Replies are listed 'Best First'.
Re^2: Help needed to compare two unicode strings!!! by pijush (Scribe) on Aug 30, 2004 at 17:02 UTC
Thanks for your reply. Actually, I want to make unicode string comparasion robust. So I need to compare both Canonical equivalance as well as Compatibility equivalance. I can mention one example where these two equivalance makes difference. The half-width and full-width katakana* characters have same compatibility equivalents, but they are not canonical equivalent.* So, is it fine to compare canonical equivalance first and then compatibility equivalance? TIA -Pijush	[reply]

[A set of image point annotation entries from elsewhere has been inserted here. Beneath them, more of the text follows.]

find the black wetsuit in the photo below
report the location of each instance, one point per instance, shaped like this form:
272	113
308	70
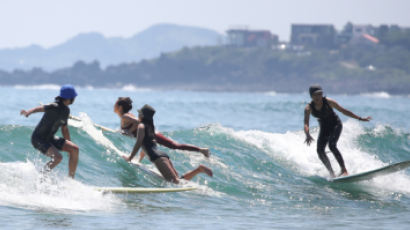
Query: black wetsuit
330	130
150	146
55	115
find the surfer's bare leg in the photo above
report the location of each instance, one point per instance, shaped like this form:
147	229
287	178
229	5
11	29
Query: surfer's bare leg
200	169
56	158
73	152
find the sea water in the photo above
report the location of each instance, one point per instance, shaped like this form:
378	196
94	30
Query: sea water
265	177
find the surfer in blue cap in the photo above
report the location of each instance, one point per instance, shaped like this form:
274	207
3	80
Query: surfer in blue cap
145	136
55	116
330	126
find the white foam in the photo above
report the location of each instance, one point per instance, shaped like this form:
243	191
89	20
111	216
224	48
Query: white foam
87	125
21	185
290	150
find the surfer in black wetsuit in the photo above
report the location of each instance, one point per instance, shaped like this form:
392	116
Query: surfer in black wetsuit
330	126
146	139
55	116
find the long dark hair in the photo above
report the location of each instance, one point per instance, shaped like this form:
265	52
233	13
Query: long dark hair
125	103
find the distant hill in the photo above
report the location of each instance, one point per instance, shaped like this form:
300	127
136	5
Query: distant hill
224	68
88	47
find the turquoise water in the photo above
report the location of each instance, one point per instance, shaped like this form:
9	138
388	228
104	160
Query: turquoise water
265	177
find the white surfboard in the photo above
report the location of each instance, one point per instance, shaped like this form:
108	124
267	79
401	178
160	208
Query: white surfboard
373	173
142	189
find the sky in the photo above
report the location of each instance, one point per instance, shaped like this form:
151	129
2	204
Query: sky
51	22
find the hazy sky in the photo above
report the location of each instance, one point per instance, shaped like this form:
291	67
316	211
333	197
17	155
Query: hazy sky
50	22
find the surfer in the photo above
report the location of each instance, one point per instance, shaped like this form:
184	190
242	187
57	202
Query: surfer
145	135
55	116
129	124
330	126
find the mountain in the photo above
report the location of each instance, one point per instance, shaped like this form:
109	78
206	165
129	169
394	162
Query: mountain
88	47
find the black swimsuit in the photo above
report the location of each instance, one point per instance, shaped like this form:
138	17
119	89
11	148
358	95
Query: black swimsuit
150	146
55	115
330	130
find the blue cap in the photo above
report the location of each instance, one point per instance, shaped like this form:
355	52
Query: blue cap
67	92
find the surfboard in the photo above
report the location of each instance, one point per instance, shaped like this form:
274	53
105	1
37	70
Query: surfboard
373	173
142	189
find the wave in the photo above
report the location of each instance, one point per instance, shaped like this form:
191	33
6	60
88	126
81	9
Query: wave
247	164
22	185
377	95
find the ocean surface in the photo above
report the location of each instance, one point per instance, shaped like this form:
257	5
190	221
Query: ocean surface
265	177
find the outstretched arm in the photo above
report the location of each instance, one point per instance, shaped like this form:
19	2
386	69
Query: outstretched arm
309	138
33	110
346	112
138	143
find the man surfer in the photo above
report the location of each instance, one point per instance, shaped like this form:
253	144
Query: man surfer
330	126
55	116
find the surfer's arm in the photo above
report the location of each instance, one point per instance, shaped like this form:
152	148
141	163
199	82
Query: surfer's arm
65	132
132	121
138	143
309	138
142	155
346	112
33	110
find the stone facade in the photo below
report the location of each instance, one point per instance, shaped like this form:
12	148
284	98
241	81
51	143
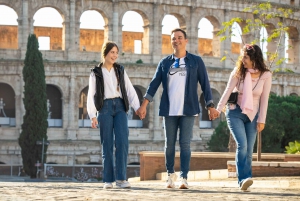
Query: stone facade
67	68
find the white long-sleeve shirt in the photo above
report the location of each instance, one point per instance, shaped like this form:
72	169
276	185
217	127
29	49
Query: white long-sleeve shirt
110	90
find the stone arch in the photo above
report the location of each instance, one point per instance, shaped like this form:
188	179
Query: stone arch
54	105
293	41
56	34
9	33
17	7
7	97
215	42
82	109
60	8
94	42
145	38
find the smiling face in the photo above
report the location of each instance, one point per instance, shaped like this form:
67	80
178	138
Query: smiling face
246	61
112	56
178	41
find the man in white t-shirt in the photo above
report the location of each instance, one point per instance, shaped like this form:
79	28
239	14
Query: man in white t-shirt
179	74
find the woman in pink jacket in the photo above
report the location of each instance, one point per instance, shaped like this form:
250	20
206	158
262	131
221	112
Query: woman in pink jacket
252	79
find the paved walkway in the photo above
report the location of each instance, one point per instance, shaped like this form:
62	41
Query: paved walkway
279	188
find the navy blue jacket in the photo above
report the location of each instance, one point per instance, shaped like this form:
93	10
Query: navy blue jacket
196	72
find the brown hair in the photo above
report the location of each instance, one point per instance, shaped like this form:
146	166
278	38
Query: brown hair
106	48
181	30
256	56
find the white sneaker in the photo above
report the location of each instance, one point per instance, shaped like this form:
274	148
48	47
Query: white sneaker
123	184
246	183
183	184
171	180
107	185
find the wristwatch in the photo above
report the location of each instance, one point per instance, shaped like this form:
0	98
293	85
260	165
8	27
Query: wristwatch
210	105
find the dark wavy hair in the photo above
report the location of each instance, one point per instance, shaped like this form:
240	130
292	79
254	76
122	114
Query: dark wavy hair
105	50
256	56
107	47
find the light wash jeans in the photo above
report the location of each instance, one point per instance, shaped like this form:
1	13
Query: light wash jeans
185	125
244	132
113	123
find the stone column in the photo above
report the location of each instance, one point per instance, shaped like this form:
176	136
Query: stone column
115	26
216	44
65	35
156	35
192	33
25	29
72	27
106	34
72	128
19	105
146	39
226	45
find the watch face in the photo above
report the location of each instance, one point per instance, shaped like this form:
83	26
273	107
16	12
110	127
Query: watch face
211	105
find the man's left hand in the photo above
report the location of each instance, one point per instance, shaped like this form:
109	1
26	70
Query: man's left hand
213	113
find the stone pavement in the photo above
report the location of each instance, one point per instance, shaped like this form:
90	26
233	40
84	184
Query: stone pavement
278	188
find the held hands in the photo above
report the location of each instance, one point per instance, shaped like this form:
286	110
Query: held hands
213	113
260	127
94	122
141	112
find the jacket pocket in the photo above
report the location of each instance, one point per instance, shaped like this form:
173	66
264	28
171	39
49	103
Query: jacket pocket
97	102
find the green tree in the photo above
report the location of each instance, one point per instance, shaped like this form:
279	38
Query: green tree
282	123
282	126
262	14
34	127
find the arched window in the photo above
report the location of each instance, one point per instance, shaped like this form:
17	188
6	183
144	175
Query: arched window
8	28
236	39
263	41
7	105
91	31
48	29
205	37
54	106
169	23
132	32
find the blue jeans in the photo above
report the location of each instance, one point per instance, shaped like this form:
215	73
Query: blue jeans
244	133
185	125
113	123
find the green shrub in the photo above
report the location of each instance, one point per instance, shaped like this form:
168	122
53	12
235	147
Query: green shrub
293	148
139	61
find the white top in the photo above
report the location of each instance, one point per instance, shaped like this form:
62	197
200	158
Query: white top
110	90
176	86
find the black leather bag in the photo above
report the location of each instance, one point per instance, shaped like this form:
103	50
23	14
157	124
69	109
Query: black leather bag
233	97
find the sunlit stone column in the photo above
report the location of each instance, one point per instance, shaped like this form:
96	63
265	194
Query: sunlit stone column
72	122
226	45
115	31
25	29
156	36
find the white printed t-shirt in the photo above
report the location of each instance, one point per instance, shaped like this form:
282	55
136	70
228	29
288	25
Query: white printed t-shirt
176	86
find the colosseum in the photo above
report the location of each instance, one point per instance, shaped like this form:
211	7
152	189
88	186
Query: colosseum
74	50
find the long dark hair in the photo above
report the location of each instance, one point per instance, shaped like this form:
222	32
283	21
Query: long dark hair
256	56
106	48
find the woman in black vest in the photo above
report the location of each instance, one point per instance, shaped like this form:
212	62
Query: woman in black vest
110	94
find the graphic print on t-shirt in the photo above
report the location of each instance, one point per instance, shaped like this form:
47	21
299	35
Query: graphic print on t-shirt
176	86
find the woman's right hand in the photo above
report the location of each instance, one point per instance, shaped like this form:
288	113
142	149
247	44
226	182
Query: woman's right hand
94	122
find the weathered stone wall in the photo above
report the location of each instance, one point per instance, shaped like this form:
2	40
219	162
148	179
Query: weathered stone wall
67	66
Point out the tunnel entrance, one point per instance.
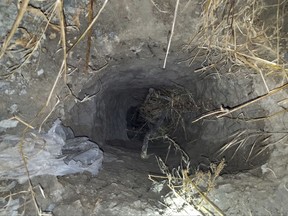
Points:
(136, 124)
(147, 106)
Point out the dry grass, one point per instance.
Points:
(194, 188)
(231, 33)
(31, 42)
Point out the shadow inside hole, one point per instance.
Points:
(137, 126)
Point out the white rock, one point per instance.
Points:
(8, 123)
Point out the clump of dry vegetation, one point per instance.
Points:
(191, 188)
(236, 33)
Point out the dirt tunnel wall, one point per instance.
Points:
(123, 86)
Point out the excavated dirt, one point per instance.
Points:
(129, 42)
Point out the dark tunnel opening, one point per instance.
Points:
(116, 117)
(136, 124)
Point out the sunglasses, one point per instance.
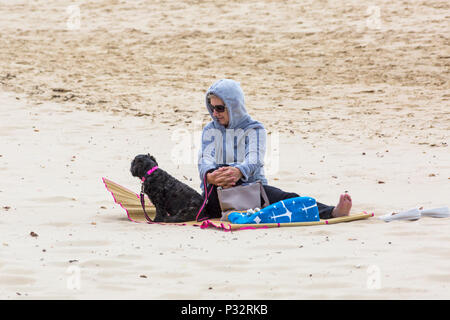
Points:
(218, 108)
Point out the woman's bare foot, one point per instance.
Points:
(343, 207)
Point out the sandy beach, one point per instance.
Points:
(354, 96)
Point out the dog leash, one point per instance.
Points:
(142, 195)
(206, 198)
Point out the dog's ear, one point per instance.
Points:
(153, 158)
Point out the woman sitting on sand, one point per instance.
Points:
(234, 139)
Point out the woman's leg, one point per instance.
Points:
(274, 195)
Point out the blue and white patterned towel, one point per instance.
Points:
(300, 209)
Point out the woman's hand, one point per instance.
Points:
(224, 177)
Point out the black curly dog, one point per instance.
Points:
(174, 200)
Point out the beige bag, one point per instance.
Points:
(242, 198)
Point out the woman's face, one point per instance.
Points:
(222, 117)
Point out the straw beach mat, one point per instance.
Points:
(131, 203)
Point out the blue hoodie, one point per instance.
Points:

Re^3: Help needed to compare two unicode strings!!! by pg (Canon) on Aug 31, 2004 at 01:41 UTC
"So, is it fine to compare canonical equivalance first and then compatibility equivalance?" This is all about purpose. What is your purpose? You said that you wanted to make the comparason robust, but what is a "robust comparason" (this is not a concept defined in unicode standards, but rather a term you created to serve your own thought, which was not clearly expressed) In general, the canonical equivalancy is the basic equivalancy, and is most likely good enough for you. To compare both equivalancy really does not make the comparason robust. To me robust means not exposed to error or exposed to less errors, which does not make much sense here (both equivalancy has their own purpose, and none of them produces ERROR). Say it one more time, it is about your purpose, about the kind of equivalancy you want.	[reply]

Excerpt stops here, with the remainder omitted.